Santiago Sosa, Liz Cassarino and jaki-terry in University Theatre's <i>Valparaiso</i>.
It begins and ends with screens. As the show commences, moments after the audience has shut off the tiny, glowing screens of iPhones and Blackberries, we're greeted by the larger illuminated screen of a flat-panel TV. And when it's all over, we're left with the same inscrutable glow, both comforting and alien.
The latest University Theatre production, Valparaiso, is the work of Don DeLillo, better known as a novelist for books like White Noise and Underworld. I loved White Noise for its paranoiac brilliance and hoped that Valparaiso, which tackles themes of tabloid journalism and reality TV, would be equally gripping.
Unfortunately, aside from its very strong visual and technical elements, Valparaiso, which opened Friday in UW Vilas Hall's Mitchell Theatre, just doesn't hang together. DeLillo is better on the page than the stage, apparently. Particularly in the first act, stilted, self-conscious language seems to hold the cast back.
While the second act has more blood in its veins, DeLillo's cryptic, probing weirdness and dark humor (like references to "erotomaniacal underwear," for starters) again seem better suited to his novels.
Valparaiso centers on Michael Majeski (Santiago Sosa), who sets off on a business trip to Valparaiso, Ind., and ultimately winds up in Valparaiso, Chile. This improbable but insignificant incident makes him a media darling. He gives, we are told, 140 interviews in four and half days.
As Michael's media saturation wears on, we learn things that make us think that perhaps his wild ride was an attempt at escape, not just a travel snafu. His robotic wife, Livia (Liz Cassarino), exercises compulsively and shows hints of cruelty. Michael's also in trouble for a drunk-driving incident.
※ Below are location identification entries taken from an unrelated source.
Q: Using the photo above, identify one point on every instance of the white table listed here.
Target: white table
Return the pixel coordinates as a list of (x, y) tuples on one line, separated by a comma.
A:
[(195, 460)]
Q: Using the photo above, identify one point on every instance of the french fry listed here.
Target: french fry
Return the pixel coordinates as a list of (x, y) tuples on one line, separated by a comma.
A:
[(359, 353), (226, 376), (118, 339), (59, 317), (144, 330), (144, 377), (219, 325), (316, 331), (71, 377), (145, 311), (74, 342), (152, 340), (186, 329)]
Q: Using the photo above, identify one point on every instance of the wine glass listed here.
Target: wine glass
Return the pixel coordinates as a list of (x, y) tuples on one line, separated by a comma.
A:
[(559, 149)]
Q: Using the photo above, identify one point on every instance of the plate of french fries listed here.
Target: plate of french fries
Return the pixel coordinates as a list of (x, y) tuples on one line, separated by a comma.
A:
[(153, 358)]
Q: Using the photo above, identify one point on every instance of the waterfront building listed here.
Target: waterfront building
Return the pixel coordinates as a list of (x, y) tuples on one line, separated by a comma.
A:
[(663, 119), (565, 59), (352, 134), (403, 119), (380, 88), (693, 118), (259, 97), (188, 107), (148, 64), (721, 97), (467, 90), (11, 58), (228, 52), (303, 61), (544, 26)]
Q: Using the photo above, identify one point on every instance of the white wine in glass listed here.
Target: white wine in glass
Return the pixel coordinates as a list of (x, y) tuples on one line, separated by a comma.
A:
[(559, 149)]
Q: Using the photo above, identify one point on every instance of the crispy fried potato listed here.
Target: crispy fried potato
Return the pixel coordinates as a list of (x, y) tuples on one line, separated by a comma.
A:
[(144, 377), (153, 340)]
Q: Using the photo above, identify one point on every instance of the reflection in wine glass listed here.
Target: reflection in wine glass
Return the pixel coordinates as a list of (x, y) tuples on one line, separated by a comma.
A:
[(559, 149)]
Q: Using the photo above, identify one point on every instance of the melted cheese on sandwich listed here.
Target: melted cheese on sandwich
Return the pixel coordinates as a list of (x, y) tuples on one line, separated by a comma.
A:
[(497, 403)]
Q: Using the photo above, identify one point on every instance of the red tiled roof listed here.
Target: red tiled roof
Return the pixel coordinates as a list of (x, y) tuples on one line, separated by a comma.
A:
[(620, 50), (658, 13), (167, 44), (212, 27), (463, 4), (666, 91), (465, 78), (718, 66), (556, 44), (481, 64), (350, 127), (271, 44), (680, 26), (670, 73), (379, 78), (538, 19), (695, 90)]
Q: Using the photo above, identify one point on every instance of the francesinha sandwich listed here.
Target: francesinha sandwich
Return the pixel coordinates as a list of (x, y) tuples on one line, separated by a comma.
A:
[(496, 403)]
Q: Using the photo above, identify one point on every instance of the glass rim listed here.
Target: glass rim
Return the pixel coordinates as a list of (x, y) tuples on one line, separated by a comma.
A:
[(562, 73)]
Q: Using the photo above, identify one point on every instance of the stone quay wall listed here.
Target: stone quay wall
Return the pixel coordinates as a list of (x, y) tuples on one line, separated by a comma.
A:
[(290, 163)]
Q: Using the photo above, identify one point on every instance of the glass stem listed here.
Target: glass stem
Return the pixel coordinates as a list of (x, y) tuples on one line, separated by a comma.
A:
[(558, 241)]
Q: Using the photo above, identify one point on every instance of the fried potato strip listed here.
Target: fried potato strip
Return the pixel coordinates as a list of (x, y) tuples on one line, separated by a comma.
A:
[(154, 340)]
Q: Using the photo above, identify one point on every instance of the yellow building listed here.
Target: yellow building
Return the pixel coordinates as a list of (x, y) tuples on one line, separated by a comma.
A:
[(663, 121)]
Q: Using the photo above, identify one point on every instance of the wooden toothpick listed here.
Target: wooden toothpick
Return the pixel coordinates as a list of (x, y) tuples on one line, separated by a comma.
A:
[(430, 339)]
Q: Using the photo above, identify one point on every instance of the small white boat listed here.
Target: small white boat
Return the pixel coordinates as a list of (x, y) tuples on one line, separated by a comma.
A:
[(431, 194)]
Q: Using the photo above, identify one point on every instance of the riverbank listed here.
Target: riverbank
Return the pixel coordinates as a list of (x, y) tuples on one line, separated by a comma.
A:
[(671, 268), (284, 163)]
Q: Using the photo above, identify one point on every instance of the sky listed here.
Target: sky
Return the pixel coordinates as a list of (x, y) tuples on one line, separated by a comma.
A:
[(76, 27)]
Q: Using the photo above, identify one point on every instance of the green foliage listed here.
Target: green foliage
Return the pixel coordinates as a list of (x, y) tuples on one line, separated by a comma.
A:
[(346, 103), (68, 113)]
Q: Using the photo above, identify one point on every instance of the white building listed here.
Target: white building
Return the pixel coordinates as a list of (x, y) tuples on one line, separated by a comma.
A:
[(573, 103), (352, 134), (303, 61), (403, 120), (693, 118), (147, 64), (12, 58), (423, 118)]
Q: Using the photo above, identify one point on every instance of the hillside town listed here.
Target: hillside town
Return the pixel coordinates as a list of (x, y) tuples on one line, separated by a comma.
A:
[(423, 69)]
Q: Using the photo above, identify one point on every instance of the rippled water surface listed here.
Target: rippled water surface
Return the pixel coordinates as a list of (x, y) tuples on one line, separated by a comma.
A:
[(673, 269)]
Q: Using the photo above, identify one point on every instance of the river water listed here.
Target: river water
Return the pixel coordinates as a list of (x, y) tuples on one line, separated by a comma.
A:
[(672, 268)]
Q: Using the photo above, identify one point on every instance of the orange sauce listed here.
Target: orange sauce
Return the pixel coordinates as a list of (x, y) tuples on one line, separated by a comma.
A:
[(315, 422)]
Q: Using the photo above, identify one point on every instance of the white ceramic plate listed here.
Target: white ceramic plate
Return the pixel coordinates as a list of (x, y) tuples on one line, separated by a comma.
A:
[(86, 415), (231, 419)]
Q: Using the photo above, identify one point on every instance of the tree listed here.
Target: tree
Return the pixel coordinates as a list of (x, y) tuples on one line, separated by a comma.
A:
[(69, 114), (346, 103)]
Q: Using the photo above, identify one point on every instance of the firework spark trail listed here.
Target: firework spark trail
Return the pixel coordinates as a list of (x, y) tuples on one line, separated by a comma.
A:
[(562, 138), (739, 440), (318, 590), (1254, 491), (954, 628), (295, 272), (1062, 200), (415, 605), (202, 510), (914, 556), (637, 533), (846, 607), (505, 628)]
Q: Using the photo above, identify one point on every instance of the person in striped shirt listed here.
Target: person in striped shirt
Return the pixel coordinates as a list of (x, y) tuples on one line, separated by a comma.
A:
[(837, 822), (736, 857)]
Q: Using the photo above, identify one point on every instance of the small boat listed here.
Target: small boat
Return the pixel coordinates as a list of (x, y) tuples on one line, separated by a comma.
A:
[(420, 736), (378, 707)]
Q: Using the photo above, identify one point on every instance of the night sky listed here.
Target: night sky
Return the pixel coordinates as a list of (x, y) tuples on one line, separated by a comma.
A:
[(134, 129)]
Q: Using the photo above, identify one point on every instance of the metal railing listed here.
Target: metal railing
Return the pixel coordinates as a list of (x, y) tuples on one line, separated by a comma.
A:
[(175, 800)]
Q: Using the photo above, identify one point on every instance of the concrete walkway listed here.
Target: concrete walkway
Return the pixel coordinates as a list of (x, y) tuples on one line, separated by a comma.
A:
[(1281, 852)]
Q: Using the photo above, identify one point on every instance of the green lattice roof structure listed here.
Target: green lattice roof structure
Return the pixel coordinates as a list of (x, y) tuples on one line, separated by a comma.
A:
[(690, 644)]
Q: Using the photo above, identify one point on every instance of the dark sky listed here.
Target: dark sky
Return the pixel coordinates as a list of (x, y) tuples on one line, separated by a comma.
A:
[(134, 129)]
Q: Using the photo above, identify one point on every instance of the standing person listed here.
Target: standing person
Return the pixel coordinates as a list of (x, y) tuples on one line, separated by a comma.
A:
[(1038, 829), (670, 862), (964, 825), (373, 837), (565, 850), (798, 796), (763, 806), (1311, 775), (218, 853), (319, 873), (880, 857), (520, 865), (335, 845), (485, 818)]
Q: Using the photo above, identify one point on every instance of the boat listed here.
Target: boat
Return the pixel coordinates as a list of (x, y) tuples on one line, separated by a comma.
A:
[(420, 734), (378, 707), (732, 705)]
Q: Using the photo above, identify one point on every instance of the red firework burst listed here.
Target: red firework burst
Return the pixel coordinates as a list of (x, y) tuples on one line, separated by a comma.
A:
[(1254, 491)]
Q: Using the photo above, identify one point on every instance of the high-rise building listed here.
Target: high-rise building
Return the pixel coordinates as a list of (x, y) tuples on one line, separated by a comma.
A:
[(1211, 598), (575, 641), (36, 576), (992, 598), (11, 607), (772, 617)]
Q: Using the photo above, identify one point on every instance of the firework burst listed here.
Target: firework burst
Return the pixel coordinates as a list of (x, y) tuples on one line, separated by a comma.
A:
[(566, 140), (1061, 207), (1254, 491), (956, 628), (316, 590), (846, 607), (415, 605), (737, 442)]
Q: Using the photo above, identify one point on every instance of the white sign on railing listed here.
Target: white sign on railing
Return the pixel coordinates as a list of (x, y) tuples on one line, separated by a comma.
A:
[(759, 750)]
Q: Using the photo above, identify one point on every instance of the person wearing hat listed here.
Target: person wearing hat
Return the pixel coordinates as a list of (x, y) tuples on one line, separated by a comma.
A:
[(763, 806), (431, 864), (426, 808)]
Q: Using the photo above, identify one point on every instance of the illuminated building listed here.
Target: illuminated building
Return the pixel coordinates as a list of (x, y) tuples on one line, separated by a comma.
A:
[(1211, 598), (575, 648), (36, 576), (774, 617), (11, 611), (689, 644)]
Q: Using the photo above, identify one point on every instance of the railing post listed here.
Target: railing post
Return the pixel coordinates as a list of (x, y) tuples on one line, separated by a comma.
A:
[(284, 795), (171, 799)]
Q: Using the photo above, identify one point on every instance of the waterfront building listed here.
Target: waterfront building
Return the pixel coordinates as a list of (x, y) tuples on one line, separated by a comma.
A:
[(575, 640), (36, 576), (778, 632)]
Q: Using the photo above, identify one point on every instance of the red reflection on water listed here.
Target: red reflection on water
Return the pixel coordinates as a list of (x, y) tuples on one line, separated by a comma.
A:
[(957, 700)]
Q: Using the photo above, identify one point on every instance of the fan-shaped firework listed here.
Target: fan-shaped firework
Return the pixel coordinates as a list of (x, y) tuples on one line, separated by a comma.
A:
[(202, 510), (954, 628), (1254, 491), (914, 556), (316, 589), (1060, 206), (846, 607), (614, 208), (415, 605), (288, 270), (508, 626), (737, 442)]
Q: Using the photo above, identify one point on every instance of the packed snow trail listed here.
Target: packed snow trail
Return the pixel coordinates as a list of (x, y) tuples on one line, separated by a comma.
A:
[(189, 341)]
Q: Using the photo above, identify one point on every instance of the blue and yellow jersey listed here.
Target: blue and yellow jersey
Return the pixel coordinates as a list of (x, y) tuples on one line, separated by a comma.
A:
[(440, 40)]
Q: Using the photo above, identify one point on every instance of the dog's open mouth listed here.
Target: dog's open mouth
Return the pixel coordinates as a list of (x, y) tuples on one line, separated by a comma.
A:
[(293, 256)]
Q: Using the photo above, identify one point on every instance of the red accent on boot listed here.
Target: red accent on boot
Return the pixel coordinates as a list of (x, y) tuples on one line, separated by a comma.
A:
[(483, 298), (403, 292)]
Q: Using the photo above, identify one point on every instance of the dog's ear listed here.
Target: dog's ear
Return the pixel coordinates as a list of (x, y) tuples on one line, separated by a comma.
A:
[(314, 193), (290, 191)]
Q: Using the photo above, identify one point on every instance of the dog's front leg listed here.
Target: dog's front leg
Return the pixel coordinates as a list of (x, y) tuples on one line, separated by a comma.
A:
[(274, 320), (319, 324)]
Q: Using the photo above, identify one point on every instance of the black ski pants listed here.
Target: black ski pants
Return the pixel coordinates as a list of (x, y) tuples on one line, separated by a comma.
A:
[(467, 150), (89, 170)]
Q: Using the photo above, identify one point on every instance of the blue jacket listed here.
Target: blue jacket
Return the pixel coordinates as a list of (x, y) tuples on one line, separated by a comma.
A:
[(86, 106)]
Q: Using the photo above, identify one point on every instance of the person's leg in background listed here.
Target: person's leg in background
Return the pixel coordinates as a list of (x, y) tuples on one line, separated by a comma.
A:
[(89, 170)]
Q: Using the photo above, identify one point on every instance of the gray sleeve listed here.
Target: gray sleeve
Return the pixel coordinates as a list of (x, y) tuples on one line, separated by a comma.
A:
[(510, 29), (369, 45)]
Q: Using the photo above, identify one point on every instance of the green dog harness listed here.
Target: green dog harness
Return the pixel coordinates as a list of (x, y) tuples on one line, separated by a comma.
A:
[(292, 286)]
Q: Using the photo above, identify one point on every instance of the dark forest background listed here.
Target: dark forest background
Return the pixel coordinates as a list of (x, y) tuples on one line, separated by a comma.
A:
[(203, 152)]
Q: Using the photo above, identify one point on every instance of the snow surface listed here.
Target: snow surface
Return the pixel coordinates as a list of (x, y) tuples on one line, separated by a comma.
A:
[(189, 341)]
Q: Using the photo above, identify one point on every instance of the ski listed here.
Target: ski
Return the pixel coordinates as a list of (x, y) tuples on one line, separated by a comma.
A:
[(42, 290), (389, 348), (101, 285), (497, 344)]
Michael develops from a wooden, detached figure who can only explain his journey in the simplest of terms ("We took off. We flew.") to a media fixture with slicked-back hair who allows talk-show host Delfina Treadwell (Jaki-terry), a Satanic Oprah of sorts, to draw out dark secrets. ("I sometimes think I'm clinically self-absorbed," Delfina coos.)
But despite the of-the-moment themes -- all the more impressive since the play was written in 1999, before reality TV exploded -- Valparaiso winds up being prescient but ineffectual. Contemporary culture, in all its banality and horror, has so superseded DeLillo's world that the play's impact is blunted.
Credit is due, though, to director Jeremy Thomas Poulsen, set designer Katy Lai, lighting designer Katie H. Kudrick, media designer Dale Kaminski and sound designer John Salutz for creating an audience experience appropriate to the play.
One example: as Michael spills his guts on The Delfina Show, we are torn between watching him live on stage, right before us, and his face in close-ups on TV monitors flanking the stage. In our current moment, even when we have access to the "real thing," there is always that tug between the real and the mediated.
Valparaiso is best when it loosens up a bit. In a relatively small role -- Delfina's cocky-yet-sycophantic sidekick, Teddy -- Joe Lullo stands out. Cassarino, as Livia, is also enjoyable to watch in her matter-of-fact amorality, and I enjoyed Jaki-terry's narcissism.
Yet while it's easy to think of real-world analogues to the seemingly insane world of Valparaiso (where "everything is on the record"), that alone does not give UT's latest production the trenchant punch it needs.